Qiagen launches new bioinformatics platform for clinical testing labs

Sample and assay technology provider Qiagen has launched a bioinformatics content and software platform for clinical testing labs to interpret and report on genomic variants identified in next-generation sequencing (NGS). 

The first two supported applications for the bioinformatics platform are in oncology, for somatic and hereditary cancer testing. The platform is an evidence-based decision support tool that evaluates genomic variants in the context of published biomedical literature, professional association guidelines, publicly available databases and annotations, drug labels and clinical trials. Clinicians can use the platform to rapidly classify variants, identify treatment options and perform geographical clinical trial matching.

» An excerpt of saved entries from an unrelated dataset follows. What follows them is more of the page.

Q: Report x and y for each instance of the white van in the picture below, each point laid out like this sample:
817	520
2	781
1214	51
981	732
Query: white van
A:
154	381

The tool also provides access to the Allele Frequency Community, the world’s largest repository of ancestral and ethnic diversity data.

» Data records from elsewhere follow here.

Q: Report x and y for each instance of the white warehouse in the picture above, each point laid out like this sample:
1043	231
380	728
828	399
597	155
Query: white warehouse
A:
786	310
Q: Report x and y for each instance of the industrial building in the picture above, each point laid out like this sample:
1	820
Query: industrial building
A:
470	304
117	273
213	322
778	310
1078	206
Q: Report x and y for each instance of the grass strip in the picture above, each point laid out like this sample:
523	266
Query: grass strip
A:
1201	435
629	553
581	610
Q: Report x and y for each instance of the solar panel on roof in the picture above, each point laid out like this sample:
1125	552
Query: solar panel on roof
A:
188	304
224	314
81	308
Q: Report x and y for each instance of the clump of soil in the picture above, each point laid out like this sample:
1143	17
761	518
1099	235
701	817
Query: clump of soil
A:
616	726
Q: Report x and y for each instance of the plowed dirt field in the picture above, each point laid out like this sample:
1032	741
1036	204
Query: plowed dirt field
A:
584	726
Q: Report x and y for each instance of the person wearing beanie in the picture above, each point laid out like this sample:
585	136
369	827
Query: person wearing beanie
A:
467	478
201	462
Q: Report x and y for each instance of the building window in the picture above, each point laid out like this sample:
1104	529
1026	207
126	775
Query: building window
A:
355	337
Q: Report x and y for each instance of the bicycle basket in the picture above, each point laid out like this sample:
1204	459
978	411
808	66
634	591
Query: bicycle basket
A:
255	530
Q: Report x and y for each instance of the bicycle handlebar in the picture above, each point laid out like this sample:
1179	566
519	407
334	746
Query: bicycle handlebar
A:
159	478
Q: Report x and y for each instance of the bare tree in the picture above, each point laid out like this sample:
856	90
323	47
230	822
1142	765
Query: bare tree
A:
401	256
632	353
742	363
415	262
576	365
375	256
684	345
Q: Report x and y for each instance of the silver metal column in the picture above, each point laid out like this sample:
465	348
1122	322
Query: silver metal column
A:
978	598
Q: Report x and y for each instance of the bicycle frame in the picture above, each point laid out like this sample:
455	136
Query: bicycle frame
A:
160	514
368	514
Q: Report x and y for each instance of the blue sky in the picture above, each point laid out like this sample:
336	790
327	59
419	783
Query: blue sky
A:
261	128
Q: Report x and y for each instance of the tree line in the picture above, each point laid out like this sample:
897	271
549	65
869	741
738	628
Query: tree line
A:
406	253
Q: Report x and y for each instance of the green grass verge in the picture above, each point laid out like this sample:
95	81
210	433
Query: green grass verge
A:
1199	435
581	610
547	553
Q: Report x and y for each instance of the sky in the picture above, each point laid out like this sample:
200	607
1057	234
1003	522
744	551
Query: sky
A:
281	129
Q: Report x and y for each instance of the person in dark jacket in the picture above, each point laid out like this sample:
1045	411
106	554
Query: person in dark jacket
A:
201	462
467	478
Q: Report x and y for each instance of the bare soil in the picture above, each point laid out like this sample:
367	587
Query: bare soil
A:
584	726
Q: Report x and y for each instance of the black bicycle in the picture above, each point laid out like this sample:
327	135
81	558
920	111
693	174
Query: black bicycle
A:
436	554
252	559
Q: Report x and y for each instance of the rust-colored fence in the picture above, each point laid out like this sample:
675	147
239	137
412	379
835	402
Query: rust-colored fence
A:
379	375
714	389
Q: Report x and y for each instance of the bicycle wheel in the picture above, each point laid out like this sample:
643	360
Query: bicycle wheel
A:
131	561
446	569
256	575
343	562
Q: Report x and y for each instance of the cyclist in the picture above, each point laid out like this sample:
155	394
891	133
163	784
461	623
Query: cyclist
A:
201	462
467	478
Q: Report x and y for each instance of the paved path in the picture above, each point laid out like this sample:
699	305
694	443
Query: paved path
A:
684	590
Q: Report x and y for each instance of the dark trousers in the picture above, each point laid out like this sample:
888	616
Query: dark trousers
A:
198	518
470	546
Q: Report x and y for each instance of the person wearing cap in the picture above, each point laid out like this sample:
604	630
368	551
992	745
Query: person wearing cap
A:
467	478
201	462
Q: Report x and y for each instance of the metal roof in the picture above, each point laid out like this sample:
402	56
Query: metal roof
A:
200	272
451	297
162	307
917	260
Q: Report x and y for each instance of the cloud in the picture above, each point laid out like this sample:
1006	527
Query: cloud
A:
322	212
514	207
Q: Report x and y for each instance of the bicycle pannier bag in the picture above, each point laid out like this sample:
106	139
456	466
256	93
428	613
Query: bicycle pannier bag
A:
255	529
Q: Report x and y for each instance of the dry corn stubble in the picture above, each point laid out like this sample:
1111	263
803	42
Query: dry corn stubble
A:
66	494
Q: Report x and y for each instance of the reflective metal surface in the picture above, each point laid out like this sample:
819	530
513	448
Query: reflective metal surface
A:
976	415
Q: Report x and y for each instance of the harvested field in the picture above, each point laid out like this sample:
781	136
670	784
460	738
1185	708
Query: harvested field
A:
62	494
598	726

Company spokesman Colin Sanford told Outsourcing-Pharma.com that the tool “was designed, developed and validated in collaboration with clinical testing labs to demonstrate that enabled clinical labs could cost effectively scale the analysis, interpretation and reporting of their test offerings.”

One of the clinical collaborators in evaluating QCI (Qiagen Clinical Insight), Gregory Tsongalis, Director of the Molecular Pathology and Translational Research Program at the Dartmouth-Hitchcock Medical Center, added: “Getting from raw sequencing data to accurate and timely curation of clinically actionable variants and reporting in a user friendly format for our ordering physicians continues to be a significant challenge for complex molecular testing.”

Tsongalis worked in collaboration with Qiagen on the development and validation of the platform in support of somatic cancer testing, which he said “has resulted in scalable and reproducible results in addressing our labs unmet bioinformatics needs and challenges.”

For germline testing, QCI “enables labs to scale the annotation, classification (i.e., biological significance) and reporting of germline variants and for somatic cancer testing QCI does the same and enables labs to identify treatment and trial options for their ordering physicians based upon available levels of evidence,” Sanford told us.

And for clinical trials, he noted that just 5% to 7% of cancer patients that may be eligible for clinical trials enroll in trials and QCI is designed to assist clinical labs in helping ordering physicians to improve patient-to-trial match rates where the patients may benefit from a trial.

In creating this platform, we gathered input from more than 100 clinical testing labs and worked with 50 of them to evaluate the QCI content and software in their workflows for laboratory-developed tests,” said Laura Furmanski, Head of Qiagen’s Bioinformatics Business Area. “The commercial rollout of QCI is the latest addition to Qiagen’s portfolio of Sample to Insight solutions, including universal sample and assay consumables and a range of resources for bioinformatics that are driving the growth of next-generation sequencing for clinical research and diagnostic labs.”

And as far as how QCI matches up with other market competition, Sanford told us: “There are a growing number of products available in the market - but few if any are as scalable and extensible as the new QIAGEN platform, few that were developed from the ground up in collaboration with clinical labs, few that support both somatic and germline testing and few that support exome and genome level applications beyond routine panel testing - and few if any that can support all of the above."